CQC: ‘Worrying shortfall’ in NHS child protection training

Baby Peter
Baby Peter

NHS trusts across England are failing to comply with child protection requirements such as staff training and working with local safeguarding children boards, the Care Quality Commission said today.

In a report into NHS arrangements for safeguarding children, the regulator recommended that all trusts conduct urgent reviews of their performance in this area.

There was a “worrying” lack of compliance among trusts in training – only 54% of all healthcare staff were up to date – while a lack of clarity over roles existed even among doctors with designated child protection responsibilities.

Review ordered in wake of Baby Peter

Former health secretary Alan Johnson ordered the review on 1 December 2008 following a public outcry over the death of baby Peter in Haringey, north London, sparked by the trial of those responsible.

The second serious case review into the boy’s death, published in May, was critical of responses from health professionals who came into contact with the child including health visitors, nurses, GPs and a specialist doctor.

In the same month, a CQC report on the four trusts involved in Peter’s case found issues that contributed to the failure to protect him, including poor communication between staff, under-staffing and the failure of health practitioners to attend child protection conferences, had not been fully overcome in three of the trusts.

Missed appointments

The CQC’s national review said it was “particularly concerned” that half of primary care trusts and 32% of acute trusts did not have a process for following up children who missed outpatient appointments. This was despite a 2008 report from the Confidential Enquiry into Maternal and Child Health, Why Children Die, raising this as a significant factor in safeguarding.

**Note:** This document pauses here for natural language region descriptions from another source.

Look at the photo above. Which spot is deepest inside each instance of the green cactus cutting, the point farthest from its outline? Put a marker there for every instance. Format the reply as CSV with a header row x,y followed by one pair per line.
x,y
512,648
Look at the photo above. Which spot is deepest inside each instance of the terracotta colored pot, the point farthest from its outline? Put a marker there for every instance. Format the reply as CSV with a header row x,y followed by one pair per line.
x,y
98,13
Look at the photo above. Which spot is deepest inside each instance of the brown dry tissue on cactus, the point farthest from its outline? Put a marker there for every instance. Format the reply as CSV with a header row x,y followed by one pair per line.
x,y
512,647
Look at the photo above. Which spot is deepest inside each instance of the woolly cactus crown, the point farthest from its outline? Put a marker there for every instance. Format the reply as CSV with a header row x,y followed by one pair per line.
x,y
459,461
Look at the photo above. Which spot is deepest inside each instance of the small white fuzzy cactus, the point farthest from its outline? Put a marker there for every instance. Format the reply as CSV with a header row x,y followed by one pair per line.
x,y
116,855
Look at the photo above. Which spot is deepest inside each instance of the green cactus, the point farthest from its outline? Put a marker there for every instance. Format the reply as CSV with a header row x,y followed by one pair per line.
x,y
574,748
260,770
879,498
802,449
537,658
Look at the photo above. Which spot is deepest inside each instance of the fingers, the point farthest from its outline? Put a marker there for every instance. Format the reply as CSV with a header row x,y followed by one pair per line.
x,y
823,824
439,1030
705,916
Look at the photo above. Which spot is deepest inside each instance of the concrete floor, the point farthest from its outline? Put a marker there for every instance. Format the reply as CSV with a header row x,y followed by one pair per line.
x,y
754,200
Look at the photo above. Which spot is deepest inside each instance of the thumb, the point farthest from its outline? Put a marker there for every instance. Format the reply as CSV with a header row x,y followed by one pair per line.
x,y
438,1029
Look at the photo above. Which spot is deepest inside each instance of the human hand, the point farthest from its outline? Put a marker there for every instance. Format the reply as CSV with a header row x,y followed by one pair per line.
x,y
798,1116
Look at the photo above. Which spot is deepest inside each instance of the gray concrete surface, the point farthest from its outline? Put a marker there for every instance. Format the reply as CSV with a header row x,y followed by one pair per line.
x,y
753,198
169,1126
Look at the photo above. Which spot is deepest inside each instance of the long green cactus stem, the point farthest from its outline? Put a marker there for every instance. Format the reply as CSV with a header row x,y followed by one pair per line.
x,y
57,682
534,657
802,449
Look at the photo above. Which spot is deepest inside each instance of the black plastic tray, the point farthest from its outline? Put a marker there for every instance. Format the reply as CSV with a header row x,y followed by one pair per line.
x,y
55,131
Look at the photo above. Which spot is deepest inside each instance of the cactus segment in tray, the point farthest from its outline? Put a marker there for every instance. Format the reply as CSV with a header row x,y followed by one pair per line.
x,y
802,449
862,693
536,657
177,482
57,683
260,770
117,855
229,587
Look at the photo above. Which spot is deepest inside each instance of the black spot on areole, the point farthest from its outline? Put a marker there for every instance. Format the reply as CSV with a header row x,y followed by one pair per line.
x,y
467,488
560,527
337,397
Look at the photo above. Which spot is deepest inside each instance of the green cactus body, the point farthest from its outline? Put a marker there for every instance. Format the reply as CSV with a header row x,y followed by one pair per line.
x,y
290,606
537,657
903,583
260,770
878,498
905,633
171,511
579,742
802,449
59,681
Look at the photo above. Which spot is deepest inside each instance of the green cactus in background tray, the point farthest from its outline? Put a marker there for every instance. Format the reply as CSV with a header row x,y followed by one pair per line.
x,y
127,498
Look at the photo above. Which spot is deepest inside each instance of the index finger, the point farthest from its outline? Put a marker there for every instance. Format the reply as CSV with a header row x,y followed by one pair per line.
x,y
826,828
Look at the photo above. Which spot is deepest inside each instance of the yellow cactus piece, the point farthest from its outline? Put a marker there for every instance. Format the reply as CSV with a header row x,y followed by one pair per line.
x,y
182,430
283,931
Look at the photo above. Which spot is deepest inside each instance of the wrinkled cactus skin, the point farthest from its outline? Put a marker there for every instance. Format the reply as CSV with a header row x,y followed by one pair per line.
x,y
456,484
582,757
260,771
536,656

The importance of training had also been highlighted in previous reviews, but just 37% of trusts had a dedicated budget to provide this, the CQC found.

One in ten trusts lack reporting system

Although the report concluded that most trusts had the right people and systems in place for safeguarding children, more than one in ten trusts did not have a reporting system to flag child protection concerns.

One in four trusts said that their chief executive or board lead never met with the chair of the local safeguarding children board to review progress and identify issues for development, while a third said that such meetings happened “occasionally”.

NHS Confederation: culture change needed

The NHS Confederation said the report showed that despite progress in the NHS, there was “much more that can be done” to improve child protection.

Deputy policy director Jo Webber said: “Central to the improvement of child safeguarding is the creation of a culture that empowers staff to put the safety of children at the heart of what they do.

“Leadership is the starting point in culture change and all boards of NHS trusts should ensure that best practice and the necessary frameworks for child safeguarding are followed.

Serious case review

In the days prior to baby Peter’s death, a GP and a paediatric doctor both had concerns about his appearance but failed to alert others. Peter was found dead in his cot on 3 August 2007 with a broken spine.

The SCR described relationships between health visitors and GPs in Haringey as “exceptionally distant”.